The only problem with the Jughead storyline right now is it takes us into “how you gonna keep ’em down on the farm once you’ve they’ve seen Karl Hungus?” territory by immediately making anything else that happens in this episode/on TV this week woefully dull by comparison. The Swedlow Swamp bodies and Betty’s fear of the return of the Trash Bag Killer as well as the Veronica Lodge equivalent of The Big Short featured here are great…and immediately undercut narratively by the fact that there’s a MAPLE DRENCHED MOTHMAN SKELETON chilling in Pop’s backroom. In any other episode I’d be swooning. Here though they are swept away in Jughead’s riptide of science fiction insanity.
As for the other plot developments, the Vixens saga is only interesting in that it sets the stage for the inevitable Choni romantic reunion. Archie’s firefighting crusade is just the latest manifestation of his messiah complex. Again, these things happened in an episode that featured an extended Close Encounters of the Third Kind homage, so yeah, no.
The biggest problem with Riverdale remains its divide and conquer strategy when it comes to its storytelling: Busying characters with their own detached plots that may or may not intertwine fully eventually. Sticking the landing hasn’t really been accomplished gracefully since the first season finale. Which isn’t to say that plate-spinning isn’t a beautiful thing to watch sometimes, especially when said plates are smeared with the maple-soaked skin of decaying Mothmen.
Keep getting stranger and dumber, Riverdale. You magnificent bastard. Let’s get weird.
Riverdale Rundown
• In case you think that UFO’s are a bit much, even for this show, let me remind you that the original Archie comics are an absolute hotbed of alien abduction storylines.
• This episode features an appearance by Katy Keene supporting character Bernardo Bixby (Ryan Faucett) as Archie’s firefighting mentor. Although the CW may be done with that specific corner of the Archieverse, it’s a welcome sight to see figures from that show popping up in Riverdale. And indeed on Riverdale.

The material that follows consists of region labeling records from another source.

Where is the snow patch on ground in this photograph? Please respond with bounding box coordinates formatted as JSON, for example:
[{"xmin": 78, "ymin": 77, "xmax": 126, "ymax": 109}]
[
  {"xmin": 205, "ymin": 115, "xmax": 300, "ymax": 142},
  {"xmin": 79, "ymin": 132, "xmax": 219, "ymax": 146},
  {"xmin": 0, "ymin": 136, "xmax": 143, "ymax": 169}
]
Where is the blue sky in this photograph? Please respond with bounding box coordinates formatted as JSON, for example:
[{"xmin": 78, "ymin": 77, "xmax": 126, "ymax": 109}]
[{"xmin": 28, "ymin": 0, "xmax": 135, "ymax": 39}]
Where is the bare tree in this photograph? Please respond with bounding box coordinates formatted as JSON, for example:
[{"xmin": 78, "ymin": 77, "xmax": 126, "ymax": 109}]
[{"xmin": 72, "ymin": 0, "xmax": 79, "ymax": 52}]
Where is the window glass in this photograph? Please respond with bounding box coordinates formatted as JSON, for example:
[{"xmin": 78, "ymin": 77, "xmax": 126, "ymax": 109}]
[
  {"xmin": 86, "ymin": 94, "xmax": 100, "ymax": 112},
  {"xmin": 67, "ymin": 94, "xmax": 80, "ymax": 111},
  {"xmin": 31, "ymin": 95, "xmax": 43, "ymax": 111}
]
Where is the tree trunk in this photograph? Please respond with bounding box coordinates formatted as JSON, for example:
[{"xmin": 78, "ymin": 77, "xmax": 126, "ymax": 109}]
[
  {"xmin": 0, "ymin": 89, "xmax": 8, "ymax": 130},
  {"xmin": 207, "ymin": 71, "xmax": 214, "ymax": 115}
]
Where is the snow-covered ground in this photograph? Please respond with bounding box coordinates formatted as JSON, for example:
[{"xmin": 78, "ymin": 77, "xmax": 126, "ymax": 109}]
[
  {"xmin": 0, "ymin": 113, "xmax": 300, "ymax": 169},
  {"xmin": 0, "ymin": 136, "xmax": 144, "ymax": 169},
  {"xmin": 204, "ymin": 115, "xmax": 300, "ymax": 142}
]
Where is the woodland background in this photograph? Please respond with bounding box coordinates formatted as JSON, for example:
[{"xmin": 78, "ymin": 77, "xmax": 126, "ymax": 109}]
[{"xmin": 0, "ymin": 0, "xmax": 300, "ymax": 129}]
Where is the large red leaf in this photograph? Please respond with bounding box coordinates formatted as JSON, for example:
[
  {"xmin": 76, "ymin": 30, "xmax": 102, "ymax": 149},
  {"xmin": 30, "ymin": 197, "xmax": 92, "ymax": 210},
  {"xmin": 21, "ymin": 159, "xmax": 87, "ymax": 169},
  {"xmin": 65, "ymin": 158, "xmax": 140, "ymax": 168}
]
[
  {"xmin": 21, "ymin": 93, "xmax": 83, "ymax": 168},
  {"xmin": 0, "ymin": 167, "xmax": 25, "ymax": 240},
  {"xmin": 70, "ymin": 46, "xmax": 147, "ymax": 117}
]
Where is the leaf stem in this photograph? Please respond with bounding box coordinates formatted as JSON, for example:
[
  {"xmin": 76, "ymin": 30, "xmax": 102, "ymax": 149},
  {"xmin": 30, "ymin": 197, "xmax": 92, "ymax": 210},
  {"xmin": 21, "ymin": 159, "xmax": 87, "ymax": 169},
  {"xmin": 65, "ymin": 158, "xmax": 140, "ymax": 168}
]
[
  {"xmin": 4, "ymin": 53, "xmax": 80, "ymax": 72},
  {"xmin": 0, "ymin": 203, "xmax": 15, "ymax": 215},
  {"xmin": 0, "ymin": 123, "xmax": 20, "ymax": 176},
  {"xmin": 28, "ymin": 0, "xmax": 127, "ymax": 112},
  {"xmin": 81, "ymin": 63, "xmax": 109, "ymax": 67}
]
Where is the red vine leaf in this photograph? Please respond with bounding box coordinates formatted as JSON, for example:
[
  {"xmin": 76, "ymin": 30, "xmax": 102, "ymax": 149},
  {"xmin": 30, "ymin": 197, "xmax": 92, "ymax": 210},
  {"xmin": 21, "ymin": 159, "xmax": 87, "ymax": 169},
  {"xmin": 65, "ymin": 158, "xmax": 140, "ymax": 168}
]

• It occurred to me that this series still has yet to feature a cover of Elvis Costello’s “Veronica.” Shocking.
• Jacker Cracks are the lastest in Riverdale‘s long line of glorious fake products.
• As per usual, Cheryl delivers the episode’s best line: “I’ve seen a porcelain doll possessed by my dead brother move faster than you lot.”
• It bears repeating, Veronica is a terrible teacher.
• Nurse Nightingale is in the employ of Riverdale High School. Naturally.
• This show’s licensees need to release Riverdale High School mugs and Pop Tate bobbleheads ASAP.
• We learn that during Archie’s army service overseas he mistook a wolf for a dog and was subsequently mauled. Classic Archie!
• So what is Mr. Lodge’s “endgame” hinted at here tonight? My bet is that it involves working with the military on whatever testing/Mothman shenanigans they are involved with.
• Only in Riverdale for five minutes and Eric Jackson (Sommer Carbuccia) already has Hiram’s number, summarizing him as “another fat cat trying to line his pockets by gaming the system.”
• Point to ponder: Are the bodies turning up in Swedlow Swamp related to the Trash Bag Killer’s murder spree, or is this merely an anxiety-inducing red herring for Betty?
• Pop’s yearning for “the lights to come back” was weirdly heartbreaking.
• Am I the only one yearning for a Nana Rose/Dr. Curdle Jr. spin-off?